Welcome to RSTools
What are RS-Tools?
rs_tools
is a toolbox of functions designed to handle all of the boilerplate code that comes with preprocessing.
There is a high barrier to entry when working with remote sensing data for machine learning (ML) research.
This is especially true for level 1 data which is typically raw radiance observations.
There are often many domain-specific transformations that can completely make or break the success of the ML task.
rs_tools
seeks to lower the barrier to entry cost for ML researchers to make meaningful progress when dealing with remote sensing data.
It features a standardized, transparent and flexible procedure for defining data and evaluation pipelines for data-intensive level 1 data products.
Agnostic Toolbox of Functions
We provide a suite of useful functions which can be used to clean level-1 remote sensing data to be used for downstream tasks. It is an agnostic suite of functions that can be piped together to create preprocessing and evaluation chains. We take care of all of the nitty-gritty details which are often common for these types of datasets. However, we take care not to hard-code anything and try to be as transparent as possible so that users can understand and modify the scripts for their own use cases.
Pipelines
We provide some hydra-integrated pipelines which allow users to do some high-level processing to produce ML-ready datasets. We follow best principles to be as agnostic as possible so that users are not bound by any ML-framework. In addition, we provide many small bite-sized functions which users can piece together in their own way for their own applications.
Data Downloader
With a few simple commands, we can download some raw level 1 data products with minimum preprocessing. We currently have data downloaders for MODIS Level 1 data, MSG Level 1 data, and GOES16 Level 1 data.
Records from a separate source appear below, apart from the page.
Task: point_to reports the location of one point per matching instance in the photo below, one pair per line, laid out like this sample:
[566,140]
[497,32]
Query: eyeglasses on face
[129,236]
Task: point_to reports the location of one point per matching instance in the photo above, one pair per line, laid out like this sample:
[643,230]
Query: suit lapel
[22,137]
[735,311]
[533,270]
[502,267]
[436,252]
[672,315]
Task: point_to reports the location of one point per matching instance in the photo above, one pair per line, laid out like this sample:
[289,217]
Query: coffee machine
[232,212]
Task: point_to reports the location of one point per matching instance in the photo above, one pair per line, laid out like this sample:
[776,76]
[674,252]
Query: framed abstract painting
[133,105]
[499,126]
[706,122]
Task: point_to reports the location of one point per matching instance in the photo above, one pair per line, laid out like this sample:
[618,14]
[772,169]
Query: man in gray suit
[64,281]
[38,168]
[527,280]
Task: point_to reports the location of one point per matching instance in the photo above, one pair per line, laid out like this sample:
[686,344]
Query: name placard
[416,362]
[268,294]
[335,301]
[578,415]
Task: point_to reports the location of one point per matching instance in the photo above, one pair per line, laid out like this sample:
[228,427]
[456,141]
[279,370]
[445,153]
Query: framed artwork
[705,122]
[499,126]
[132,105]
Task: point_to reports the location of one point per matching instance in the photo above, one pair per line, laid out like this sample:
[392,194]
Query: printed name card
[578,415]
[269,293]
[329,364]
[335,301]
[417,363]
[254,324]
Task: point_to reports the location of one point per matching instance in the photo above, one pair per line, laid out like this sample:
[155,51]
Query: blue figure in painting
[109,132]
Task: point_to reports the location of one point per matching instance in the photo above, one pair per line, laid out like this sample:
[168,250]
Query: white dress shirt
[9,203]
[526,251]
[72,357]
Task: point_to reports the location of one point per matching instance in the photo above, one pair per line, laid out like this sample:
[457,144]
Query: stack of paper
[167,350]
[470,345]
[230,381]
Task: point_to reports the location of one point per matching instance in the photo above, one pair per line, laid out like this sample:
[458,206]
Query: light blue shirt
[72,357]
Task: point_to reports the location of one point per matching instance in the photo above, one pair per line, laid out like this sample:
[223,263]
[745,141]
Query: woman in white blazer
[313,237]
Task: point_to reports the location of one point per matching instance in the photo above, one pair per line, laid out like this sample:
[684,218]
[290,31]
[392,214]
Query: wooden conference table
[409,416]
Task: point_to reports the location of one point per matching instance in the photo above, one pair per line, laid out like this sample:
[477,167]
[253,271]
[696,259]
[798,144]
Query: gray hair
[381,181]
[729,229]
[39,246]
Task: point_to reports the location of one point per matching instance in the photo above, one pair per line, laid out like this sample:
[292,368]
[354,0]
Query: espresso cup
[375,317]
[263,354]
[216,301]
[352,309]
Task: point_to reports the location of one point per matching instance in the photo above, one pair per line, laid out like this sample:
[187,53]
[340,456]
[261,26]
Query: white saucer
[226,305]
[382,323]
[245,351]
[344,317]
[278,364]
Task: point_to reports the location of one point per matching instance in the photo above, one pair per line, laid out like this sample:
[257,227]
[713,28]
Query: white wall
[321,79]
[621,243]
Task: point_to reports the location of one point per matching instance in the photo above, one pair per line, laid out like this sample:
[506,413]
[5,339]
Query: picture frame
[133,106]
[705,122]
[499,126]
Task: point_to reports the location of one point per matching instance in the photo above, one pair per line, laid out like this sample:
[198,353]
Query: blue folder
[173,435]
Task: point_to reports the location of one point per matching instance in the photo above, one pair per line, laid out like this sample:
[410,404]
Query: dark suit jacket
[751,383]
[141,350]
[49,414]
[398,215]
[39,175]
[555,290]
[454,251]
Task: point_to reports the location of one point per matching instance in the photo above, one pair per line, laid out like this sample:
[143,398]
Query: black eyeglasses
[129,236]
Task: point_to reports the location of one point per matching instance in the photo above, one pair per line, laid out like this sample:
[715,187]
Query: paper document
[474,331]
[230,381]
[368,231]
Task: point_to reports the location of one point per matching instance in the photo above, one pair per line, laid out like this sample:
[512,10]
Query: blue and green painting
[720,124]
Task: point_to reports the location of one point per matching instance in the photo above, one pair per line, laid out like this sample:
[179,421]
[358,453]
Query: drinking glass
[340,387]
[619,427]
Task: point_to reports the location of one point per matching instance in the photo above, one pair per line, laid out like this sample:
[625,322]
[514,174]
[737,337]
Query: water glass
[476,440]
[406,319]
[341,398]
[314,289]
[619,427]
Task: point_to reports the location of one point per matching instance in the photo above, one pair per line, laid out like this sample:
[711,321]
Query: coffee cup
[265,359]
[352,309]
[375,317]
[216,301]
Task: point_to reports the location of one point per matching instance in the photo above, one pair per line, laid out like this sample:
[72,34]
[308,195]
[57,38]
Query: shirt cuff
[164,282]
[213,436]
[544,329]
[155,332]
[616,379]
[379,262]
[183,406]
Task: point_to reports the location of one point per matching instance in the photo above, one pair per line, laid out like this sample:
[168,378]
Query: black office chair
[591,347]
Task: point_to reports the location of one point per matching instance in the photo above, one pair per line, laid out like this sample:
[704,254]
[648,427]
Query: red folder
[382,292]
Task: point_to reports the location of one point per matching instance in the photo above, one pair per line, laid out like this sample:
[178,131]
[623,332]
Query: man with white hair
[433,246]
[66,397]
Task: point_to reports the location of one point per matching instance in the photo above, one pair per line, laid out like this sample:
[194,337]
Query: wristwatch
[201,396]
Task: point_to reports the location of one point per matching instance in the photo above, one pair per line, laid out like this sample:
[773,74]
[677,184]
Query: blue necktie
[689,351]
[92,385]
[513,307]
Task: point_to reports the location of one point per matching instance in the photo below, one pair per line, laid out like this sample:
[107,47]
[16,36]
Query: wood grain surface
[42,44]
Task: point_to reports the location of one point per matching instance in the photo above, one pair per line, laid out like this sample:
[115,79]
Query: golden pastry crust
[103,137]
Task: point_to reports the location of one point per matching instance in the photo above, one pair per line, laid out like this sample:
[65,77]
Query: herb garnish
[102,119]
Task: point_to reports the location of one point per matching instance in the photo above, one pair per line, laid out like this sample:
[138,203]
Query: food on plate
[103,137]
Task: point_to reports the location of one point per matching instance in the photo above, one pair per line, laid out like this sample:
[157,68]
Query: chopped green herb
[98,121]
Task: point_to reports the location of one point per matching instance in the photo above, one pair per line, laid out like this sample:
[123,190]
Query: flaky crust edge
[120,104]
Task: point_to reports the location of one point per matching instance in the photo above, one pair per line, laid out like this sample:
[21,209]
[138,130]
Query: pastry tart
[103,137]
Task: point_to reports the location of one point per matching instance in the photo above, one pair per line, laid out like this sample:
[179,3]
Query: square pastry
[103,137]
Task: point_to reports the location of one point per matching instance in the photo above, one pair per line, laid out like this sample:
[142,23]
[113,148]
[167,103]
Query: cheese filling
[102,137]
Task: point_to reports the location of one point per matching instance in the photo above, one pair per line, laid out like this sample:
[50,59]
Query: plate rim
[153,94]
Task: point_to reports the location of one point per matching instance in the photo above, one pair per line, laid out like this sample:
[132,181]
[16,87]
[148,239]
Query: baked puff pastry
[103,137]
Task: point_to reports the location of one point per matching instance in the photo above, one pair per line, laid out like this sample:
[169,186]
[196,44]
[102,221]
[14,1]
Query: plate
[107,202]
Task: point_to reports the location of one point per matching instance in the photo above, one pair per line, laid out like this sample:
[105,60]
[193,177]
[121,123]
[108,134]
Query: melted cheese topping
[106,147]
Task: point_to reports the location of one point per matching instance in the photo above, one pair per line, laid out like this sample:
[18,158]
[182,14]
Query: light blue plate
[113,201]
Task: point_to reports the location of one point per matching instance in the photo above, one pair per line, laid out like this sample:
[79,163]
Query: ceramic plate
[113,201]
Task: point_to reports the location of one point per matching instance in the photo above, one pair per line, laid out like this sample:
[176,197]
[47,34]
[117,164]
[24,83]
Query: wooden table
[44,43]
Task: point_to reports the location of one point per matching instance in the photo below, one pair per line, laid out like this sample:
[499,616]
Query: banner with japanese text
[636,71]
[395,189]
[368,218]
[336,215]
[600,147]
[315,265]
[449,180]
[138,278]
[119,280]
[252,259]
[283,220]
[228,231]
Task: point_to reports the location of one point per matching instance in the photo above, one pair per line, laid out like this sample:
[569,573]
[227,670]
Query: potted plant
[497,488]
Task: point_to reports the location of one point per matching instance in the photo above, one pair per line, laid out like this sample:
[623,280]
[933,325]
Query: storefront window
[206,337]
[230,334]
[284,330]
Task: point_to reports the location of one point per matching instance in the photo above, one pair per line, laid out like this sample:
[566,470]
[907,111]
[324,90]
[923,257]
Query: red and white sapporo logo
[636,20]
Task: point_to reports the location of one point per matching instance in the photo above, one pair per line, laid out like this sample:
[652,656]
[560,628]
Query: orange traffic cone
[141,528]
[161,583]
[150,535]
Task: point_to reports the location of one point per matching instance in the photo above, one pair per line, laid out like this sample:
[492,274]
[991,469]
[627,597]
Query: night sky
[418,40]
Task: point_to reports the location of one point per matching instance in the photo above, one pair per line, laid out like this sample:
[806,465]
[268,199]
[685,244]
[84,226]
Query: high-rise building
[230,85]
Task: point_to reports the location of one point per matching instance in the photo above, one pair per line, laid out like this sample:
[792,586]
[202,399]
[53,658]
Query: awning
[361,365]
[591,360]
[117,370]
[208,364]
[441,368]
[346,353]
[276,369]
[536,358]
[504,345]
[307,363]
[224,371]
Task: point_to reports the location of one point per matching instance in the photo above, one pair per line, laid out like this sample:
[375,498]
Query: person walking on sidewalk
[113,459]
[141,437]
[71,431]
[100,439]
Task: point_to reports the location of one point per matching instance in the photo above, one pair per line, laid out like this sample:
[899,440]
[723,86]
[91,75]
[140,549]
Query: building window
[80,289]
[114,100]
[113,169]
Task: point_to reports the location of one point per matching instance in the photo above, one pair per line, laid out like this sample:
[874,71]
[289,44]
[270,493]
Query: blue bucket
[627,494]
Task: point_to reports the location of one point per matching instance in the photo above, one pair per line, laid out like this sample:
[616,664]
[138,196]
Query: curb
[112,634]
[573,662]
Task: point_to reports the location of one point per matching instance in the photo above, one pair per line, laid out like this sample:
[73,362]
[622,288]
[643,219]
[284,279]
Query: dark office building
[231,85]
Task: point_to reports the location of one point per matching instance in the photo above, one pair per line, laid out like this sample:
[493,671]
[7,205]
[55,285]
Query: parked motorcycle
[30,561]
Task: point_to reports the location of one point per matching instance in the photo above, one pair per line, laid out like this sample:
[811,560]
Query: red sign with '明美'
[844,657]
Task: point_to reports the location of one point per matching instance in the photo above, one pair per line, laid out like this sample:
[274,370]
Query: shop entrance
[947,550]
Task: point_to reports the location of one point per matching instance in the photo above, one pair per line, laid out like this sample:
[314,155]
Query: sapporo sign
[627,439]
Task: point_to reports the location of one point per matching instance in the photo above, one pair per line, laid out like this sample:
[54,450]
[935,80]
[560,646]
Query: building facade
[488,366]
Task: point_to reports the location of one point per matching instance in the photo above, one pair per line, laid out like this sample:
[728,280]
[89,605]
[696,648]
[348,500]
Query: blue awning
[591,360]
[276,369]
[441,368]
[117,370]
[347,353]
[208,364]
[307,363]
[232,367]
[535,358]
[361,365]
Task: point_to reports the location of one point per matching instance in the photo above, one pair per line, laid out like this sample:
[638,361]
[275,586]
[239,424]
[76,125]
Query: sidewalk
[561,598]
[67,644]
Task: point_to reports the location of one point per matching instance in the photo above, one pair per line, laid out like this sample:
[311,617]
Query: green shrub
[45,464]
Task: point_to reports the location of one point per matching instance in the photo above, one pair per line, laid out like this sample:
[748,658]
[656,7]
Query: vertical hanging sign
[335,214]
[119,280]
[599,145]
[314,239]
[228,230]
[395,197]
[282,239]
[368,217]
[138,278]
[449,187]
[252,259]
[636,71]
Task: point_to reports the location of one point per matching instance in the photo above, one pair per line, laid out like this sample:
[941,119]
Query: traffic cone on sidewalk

A user can get started right away by simply running the following snippet in the command line.
# GOES 16
python rs_tools satellite=goes stage=download
# MODIS - AQUA (or TERRA)
python rs_tools satellite=aqua stage=download
# MSG
python rs_tools satellite=msg stage=download
Analysis-Ready Data
We have scripts to generate some analysis-ready data. These are datasets that have been harmonized under a common data structure. We try to keep as much meta-data as possible which could be useful for downstream tasks, e.g., coordinates, time stamps, units and cloud masks. A user can do some further analysis on these
A user can get started right away by simply running the following snippet in the command line.
# GOES16
python rs_tools satellite=goes stage=geoprocess
# MODIS - AQUA (or TERRA)
python rs_tools satellite=aqua stage=geoprocess
# MSG
python rs_tools satellite=msg stage=geoprocess
For more examples, see our pipelines sections for MODIS, MSG and GOES16.
Machine-Learning Ready Data
We also feature some ML-Ready data which is immediately ready for ML-specific tasks. These are data that have already been divided into patches which sufficiently span the space for the ML task. A user can user whichever ML dataset/dataloader framework that they choose.
A user can get started right away by simply running the following snippet in the command line.
# GOES16
python rs_tools satellite=goes stage=patch
# MODIS - AQUA (or TERRA)
python rs_tools satellite=aqua stage=patch
# MSG
python rs_tools satellite=msg stage=patch
Use Case: Instrument-to-Instrument Translation (Work In Progress)
We also feature an Instrument-2-Instrument translation use-case. See github/InstrumentToInstrument repo for more details. In the rs-tools library, we have a simple example training script.